It took an awful long time to come out of the ground, but now that it walks among us, low-budget Irish horror will never die.
The latest director with a stake in the genre is Zoe Kavanagh, whose debut Demon Hunter makes up for its next-to-nothing bank balance with plenty of rough-and-ready charm.
Dublin after dark is the hunting ground for Taryn Barker (Niamh Hogan), a samurai sword-wielding survivor whose nocturnal exploits are aided and abetted by a back-up team of geeks and hard chaws.
A bad night at the occult office for all of them sees Taryn in handcuffs and weary detective Ray Beckett (Alan Talbot) looking for the head of her latest target. But it's not long before Beckett has to decide whose side he's on...
Demon Hunter won a whack of awards on the ghouls and gore festival circuit, and any film that references Kurt Russell in Big Trouble in Little China would have aficionados at "I was born ready."
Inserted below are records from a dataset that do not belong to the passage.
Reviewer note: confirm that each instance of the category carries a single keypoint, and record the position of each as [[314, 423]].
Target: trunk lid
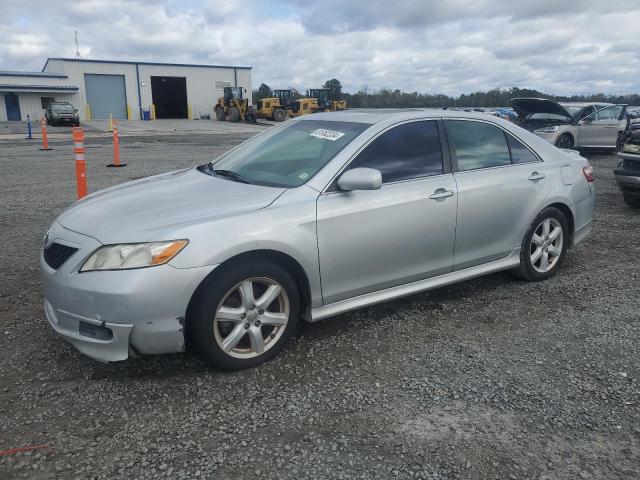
[[525, 107]]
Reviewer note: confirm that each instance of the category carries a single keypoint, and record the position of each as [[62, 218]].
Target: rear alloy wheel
[[544, 246], [565, 141], [245, 315], [632, 200], [279, 115]]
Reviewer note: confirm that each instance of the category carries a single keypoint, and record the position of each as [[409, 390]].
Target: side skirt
[[319, 313]]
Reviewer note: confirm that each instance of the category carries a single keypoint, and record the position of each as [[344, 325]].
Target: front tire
[[544, 246], [244, 314], [632, 200], [565, 141]]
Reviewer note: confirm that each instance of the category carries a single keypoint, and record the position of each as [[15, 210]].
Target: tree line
[[388, 98]]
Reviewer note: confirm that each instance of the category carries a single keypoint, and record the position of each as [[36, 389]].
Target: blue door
[[13, 107]]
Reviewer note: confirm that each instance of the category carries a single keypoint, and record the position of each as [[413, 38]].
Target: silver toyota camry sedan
[[315, 217]]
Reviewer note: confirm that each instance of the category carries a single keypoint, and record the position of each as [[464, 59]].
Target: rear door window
[[477, 145], [519, 152]]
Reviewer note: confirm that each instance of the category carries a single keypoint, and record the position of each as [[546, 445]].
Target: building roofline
[[38, 87], [123, 62], [31, 74]]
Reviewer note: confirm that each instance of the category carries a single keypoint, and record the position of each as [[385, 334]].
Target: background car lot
[[489, 378]]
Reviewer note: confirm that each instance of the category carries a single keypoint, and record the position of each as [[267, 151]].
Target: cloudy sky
[[450, 46]]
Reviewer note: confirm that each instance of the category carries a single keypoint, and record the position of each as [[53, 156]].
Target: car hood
[[528, 106], [141, 210]]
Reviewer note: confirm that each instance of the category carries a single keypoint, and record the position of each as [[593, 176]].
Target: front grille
[[56, 254]]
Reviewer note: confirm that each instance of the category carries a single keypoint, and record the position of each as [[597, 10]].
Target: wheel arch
[[284, 260], [568, 214], [568, 133]]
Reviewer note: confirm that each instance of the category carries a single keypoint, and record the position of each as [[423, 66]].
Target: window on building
[[45, 102], [478, 145], [411, 150]]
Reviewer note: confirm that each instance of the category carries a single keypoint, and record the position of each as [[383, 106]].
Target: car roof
[[584, 104], [371, 116]]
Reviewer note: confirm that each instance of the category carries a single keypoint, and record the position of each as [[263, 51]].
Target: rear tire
[[565, 141], [234, 114], [632, 200], [235, 323], [279, 115], [544, 246]]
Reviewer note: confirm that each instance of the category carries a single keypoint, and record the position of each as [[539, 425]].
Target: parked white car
[[571, 124]]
Even with the lack of resources, there's enough to keep them interested thereafter: grit and guns, a classy villain in Michael Parle's Falstaff and the real-life martial arts nous of star Hogan - a third-degree black belt. She only joined Kavanagh's film two weeks before the cameras rolled, so you wonder how much stronger things would've been had she been involved from the get-go.
Still, Kavanagh has learned much from this rite of passage; there's more life in these characters if she so desires and, crucially, the fans will have her back. After that, it's all in the reflexes.